La Signora a un certo punto, annoiata, mi chiede il permesso di poter leggere il libro che ho portato con me, ma prima mi domanda di che argomento parli. La scoraggio dicendole che non le piacerebbe perché l’autore setaccia i rapporti uomo donna ed è molto pessimista. Allora la Signora desiste, chiude gli occhi e si addormenta.
Ci avviciniamo alla nostra meta, al capolinea, finalmente. Il ragazzo che mi sedeva accanto è già sceso. Rimane la simil Hildita con noi. E io la guardo sempre più fissa. Lei tiene gli occhi bassi come sapesse di essere osservata con pervicacia. Se fosse davvero Hildita proverebbe ribrezzo di me e non mi direbbe mai che è lei. Fingerebbe di non conoscermi. Ma potrebbe esserlo davvero, lei. Infatti osservo il suo volto sfatto senza trucco. Se appongo una patina di vecchiaia sul volto dell’Hildita che conoscevo io, si potrebbe ottenere il volto di questa madre disillusa e abbattuta che ho adesso davanti. E poi c’è quel particolare, quel suo labbro superiore verso l’esterno, che Hildita ha sempre avuto. Adesso si è fatto più preponderante. Sei davvero tu, Hildita, oppure sono io che ti vedo dappertutto? Se sei tu, non mi dirai mai che lo sei davvero e fingerai di non conoscermi. Se solo potessi ascoltare il suono della sua voce lo capirei senza ombra di dubbio se è davvero lei…
Ecco che arriviamo alla fermata immediatamente prima la nostra.
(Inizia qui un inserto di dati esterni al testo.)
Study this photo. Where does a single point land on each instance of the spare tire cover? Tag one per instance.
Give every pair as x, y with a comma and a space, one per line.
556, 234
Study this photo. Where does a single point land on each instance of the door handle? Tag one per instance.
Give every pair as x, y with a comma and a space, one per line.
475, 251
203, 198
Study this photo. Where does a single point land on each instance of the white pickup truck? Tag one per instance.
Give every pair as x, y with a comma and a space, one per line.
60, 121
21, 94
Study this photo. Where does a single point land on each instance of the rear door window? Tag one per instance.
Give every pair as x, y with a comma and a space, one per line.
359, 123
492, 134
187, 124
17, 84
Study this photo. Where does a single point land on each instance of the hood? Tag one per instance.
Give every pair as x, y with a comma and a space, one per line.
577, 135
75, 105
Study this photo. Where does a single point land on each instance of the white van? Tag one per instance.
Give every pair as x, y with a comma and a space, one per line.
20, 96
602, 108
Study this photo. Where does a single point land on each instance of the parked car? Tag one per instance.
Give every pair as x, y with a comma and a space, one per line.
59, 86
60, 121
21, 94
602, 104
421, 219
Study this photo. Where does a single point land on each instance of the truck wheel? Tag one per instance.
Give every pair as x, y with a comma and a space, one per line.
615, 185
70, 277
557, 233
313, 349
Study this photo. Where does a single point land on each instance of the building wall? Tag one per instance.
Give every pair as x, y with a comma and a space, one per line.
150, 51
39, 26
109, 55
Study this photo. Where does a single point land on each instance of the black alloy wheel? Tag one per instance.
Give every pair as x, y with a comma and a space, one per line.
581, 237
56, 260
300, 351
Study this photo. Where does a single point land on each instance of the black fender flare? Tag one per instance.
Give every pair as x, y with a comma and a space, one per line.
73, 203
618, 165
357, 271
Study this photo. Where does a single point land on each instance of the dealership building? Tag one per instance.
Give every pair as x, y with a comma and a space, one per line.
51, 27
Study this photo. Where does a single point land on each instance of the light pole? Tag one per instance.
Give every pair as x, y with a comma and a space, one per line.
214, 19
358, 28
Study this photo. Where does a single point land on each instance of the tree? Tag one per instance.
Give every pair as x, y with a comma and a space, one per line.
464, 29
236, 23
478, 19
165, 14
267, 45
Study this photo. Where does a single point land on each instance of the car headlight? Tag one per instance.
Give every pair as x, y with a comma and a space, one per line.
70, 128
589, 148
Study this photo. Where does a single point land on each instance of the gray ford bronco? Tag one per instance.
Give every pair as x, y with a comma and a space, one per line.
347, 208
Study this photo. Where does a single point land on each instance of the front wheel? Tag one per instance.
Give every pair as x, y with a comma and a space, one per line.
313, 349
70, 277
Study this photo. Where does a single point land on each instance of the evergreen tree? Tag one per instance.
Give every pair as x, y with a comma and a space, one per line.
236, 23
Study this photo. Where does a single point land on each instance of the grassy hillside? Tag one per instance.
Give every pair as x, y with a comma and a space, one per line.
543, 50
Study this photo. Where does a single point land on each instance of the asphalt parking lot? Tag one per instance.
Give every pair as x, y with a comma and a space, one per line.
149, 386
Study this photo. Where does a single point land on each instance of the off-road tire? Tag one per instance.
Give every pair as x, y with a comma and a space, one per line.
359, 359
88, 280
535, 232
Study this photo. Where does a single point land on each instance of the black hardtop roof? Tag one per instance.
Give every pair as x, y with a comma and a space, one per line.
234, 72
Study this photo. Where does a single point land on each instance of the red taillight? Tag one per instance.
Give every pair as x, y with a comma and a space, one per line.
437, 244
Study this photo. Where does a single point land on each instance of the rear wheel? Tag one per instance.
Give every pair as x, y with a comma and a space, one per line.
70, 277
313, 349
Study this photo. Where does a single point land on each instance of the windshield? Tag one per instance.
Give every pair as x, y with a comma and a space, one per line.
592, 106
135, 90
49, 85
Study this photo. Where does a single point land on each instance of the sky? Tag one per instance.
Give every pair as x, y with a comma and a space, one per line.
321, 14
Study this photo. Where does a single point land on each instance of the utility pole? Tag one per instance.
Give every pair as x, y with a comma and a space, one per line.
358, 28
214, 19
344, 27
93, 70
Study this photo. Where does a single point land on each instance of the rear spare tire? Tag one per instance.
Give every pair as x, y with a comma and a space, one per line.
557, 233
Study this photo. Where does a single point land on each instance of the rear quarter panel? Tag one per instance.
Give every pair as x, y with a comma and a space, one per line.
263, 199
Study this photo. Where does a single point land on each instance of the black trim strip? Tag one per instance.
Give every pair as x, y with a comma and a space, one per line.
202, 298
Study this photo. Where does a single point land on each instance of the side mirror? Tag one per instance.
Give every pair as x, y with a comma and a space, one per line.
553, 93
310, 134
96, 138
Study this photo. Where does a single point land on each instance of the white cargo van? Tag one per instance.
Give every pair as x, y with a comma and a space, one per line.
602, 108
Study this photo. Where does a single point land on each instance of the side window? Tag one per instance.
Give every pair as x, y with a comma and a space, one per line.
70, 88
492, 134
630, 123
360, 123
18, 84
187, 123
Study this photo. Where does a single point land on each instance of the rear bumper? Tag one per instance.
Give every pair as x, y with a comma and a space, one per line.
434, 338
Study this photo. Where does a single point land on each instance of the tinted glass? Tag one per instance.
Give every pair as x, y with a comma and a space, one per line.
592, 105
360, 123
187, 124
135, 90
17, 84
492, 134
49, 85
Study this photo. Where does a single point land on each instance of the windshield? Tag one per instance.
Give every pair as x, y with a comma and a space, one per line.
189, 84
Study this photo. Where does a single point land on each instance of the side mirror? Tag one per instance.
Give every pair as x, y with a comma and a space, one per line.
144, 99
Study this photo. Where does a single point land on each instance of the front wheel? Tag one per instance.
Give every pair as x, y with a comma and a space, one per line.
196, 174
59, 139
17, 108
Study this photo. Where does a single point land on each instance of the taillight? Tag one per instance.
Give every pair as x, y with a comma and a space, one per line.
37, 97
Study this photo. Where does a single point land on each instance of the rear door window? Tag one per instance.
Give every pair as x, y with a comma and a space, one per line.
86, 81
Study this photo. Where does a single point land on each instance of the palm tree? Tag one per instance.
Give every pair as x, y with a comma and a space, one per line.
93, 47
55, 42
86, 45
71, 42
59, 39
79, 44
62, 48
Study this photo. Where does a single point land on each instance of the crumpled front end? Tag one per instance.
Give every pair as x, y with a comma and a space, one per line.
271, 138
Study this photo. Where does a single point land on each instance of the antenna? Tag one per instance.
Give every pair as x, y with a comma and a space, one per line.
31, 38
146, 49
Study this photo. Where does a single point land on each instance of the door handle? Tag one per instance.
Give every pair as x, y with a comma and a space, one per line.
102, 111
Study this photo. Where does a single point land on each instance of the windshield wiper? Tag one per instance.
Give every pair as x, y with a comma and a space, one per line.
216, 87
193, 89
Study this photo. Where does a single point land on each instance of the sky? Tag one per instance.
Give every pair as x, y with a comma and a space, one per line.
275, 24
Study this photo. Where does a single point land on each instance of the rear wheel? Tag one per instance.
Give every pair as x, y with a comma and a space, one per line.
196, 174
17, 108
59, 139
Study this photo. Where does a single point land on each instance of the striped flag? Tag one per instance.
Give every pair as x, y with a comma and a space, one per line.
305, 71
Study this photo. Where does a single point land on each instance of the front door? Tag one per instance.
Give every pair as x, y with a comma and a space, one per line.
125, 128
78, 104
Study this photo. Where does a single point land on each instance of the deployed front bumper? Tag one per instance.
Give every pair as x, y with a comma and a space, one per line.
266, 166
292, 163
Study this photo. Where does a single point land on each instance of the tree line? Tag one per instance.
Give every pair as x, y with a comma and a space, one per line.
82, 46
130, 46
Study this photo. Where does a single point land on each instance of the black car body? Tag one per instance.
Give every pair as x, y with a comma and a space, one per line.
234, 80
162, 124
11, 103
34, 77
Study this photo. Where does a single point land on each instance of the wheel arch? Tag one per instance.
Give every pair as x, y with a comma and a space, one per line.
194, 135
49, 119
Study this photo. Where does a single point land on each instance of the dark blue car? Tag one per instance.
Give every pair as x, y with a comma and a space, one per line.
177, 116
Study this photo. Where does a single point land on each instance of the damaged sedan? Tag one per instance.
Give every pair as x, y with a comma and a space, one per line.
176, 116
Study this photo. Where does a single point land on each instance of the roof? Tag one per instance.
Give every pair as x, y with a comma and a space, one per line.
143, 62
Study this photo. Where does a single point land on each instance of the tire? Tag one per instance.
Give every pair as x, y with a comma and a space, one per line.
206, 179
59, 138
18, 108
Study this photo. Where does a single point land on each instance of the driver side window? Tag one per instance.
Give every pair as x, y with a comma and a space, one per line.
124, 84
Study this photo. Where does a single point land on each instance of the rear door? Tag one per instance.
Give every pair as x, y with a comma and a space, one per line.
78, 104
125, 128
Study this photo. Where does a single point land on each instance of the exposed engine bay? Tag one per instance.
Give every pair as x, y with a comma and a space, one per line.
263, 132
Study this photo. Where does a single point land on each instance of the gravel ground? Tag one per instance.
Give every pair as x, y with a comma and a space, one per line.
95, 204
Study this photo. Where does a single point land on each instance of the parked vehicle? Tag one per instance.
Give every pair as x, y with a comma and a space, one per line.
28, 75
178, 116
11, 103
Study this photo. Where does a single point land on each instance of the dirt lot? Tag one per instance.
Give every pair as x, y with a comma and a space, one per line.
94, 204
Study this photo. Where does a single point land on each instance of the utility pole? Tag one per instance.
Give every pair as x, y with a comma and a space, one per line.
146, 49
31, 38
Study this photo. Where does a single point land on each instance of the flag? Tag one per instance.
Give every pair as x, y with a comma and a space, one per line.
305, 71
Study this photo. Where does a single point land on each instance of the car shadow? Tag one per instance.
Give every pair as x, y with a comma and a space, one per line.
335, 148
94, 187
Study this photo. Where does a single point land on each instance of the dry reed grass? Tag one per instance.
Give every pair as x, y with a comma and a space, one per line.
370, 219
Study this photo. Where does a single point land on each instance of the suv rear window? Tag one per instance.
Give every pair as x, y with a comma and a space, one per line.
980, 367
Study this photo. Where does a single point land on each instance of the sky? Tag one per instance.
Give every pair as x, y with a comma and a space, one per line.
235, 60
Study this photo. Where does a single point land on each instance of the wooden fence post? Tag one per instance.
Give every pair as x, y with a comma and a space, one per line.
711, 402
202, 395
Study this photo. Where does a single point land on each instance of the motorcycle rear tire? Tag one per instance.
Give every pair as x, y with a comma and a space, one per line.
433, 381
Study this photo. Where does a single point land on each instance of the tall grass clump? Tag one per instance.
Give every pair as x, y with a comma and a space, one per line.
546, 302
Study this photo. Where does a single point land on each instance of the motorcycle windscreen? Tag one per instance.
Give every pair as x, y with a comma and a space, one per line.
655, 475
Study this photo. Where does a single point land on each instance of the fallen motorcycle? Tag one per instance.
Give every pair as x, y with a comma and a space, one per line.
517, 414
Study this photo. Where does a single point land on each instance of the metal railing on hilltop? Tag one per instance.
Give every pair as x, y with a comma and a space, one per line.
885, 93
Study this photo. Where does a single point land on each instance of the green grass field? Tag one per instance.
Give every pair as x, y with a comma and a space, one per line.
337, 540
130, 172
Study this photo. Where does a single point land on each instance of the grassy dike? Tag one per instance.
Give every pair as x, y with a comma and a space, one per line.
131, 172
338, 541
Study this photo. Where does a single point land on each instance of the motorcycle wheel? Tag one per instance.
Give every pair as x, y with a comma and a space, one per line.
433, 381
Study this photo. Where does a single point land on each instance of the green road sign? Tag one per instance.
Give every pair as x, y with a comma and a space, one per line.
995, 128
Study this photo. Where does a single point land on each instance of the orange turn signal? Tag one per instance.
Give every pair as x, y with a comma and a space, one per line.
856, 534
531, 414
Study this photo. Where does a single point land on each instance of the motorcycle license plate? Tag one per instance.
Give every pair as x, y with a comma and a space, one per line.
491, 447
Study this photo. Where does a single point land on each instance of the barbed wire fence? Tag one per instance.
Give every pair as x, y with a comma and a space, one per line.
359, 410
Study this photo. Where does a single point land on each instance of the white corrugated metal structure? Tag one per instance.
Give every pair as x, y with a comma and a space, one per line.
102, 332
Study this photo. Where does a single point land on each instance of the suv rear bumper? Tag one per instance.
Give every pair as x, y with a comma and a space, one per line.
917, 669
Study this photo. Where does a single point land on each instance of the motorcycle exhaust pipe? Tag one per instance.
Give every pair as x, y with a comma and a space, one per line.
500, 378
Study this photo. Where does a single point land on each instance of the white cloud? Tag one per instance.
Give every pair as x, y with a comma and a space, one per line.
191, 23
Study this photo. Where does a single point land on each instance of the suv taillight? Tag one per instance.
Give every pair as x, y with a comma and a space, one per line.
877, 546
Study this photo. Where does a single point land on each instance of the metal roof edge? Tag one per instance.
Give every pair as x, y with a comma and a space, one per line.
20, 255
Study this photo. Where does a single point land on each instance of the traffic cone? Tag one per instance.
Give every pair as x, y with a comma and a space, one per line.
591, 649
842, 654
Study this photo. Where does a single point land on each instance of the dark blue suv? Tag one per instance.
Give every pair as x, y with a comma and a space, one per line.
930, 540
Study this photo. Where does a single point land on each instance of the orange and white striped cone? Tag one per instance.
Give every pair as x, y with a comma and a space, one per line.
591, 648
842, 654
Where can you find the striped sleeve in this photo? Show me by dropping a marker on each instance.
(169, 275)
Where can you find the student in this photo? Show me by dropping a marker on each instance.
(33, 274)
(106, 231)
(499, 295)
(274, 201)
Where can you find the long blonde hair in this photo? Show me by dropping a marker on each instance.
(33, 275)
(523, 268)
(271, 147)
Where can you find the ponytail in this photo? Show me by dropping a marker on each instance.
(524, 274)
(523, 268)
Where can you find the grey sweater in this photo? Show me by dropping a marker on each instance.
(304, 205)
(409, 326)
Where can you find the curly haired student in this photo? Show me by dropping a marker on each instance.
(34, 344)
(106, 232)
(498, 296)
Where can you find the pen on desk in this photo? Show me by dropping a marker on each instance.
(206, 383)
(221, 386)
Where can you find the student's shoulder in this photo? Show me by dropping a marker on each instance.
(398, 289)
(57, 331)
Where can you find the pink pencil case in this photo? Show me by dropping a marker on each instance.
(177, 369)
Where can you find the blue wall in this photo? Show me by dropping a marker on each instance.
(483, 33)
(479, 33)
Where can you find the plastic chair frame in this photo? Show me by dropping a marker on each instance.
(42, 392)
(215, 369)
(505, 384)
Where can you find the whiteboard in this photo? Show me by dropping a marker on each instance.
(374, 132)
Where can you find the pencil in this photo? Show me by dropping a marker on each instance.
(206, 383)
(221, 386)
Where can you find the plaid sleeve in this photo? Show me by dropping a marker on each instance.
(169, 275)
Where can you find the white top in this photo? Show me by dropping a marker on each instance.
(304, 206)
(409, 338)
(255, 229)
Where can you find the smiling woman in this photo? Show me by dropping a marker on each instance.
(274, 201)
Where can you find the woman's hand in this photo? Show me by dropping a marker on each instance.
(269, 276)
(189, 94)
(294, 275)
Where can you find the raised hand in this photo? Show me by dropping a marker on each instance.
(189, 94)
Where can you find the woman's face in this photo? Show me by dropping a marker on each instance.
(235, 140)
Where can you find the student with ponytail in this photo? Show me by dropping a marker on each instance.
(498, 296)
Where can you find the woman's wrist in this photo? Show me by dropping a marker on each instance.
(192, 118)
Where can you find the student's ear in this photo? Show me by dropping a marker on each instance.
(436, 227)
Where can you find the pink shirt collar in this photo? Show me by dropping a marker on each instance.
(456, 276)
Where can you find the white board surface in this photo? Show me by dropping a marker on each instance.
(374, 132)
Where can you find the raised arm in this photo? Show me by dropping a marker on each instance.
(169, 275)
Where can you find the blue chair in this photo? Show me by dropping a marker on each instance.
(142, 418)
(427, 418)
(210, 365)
Questa ultima parte del percorso si è fatta più lenta, perché siamo in città, e perché è come fossimo già dentro la metropolitana. Sveglio la Signora dicendole che è la prossima. Lei si desta facilmente, aveva solo chiuso gli occhi, non dormiva profondamente seppure per alcuni attimi aveva assunto la posa scomposta di chi ronfasse sul serio. Hildita ascolta i nostri discorsi con disinteresse. Forse lei non scenderà con noi. Forse il treno fa altre fermate dopo, anche se mi sembra strano.
A un certo punto ci alziamo in piedi e io torno a essere, in tutta la mia fiera altezza, un poco chi sono di solito. Riguadagno un po’ della mia essenza, che è ben poca cosa per farmi tornare a splendere come non mi succede da mesi, ma sempre meglio di niente.
Ci dirigiamo verso l’uscita più vicina. Là troviamo già un’altra donna con un sedere molto grosso. Rimaniamo in piedi diversi secondi, e io già rimpiango la comodità del posto appena lasciato e mi chiedo se non ci siamo alzate troppo presto. Poi vedo che anche Hildita ci raggiunge. Così rimane in piedi proprio accanto a me. Non mi guarda neppure una volta, come fossi parte dell’arredo. Che cosa pensi di me, Hildita? Ti interessa davvero così poco di me, come sembra? Mi disprezzi perché ho bisogno di esser accompagnata da questa signora, che sui treni e le corriere ne sa più di me? Ti sembro troppo piccola e immatura per te, non è così? Oppure invidi la mia compagnia anziana, perché tu sui genitori non puoi più contare da tempo?
Scendiamo sulla terra ferma. Ora ci aspetta il lunghissimo tratto a piedi tanto paventatomi dalla Signora. Ma ben presto mi rendo conto che non sarà tale. Anche la Signora lo capisce. Ci ha lasciato prima, le altre volte invece c’era un chilometro da fare, dice. È per via dell’orario e del treno, le dico, questo è un altro treno. Nessun treno è uguale a un altro.
Si offre di accompagnarmi fino alla metropolitana vera e propria. Lei ha già un appuntamento per pranzo rimediato poco fa tramite telefono. La Signora ha tante amiche e passa sempre il tempo da una o dall’altra. Poi ci dividiamo. Le dico che conosco la strada, ed è vero, perché ho lavorato in quella zona per molti anni. Lei se ne va in superficie a prendere un autobus, io mi getto negli averni dei sotterranei della metro.
Certo, però… io le ho detto che poteva andare, ma lei non vedeva l’ora di farlo. Eppure sa che in questo periodo sto molto male, oggi mi ha veduto perfino vomitare. Quanto deve essere leggera la sua anima di donna che plasma la realtà a suo piacimento, penso. E quella è l’ultima cosa che penso di lei.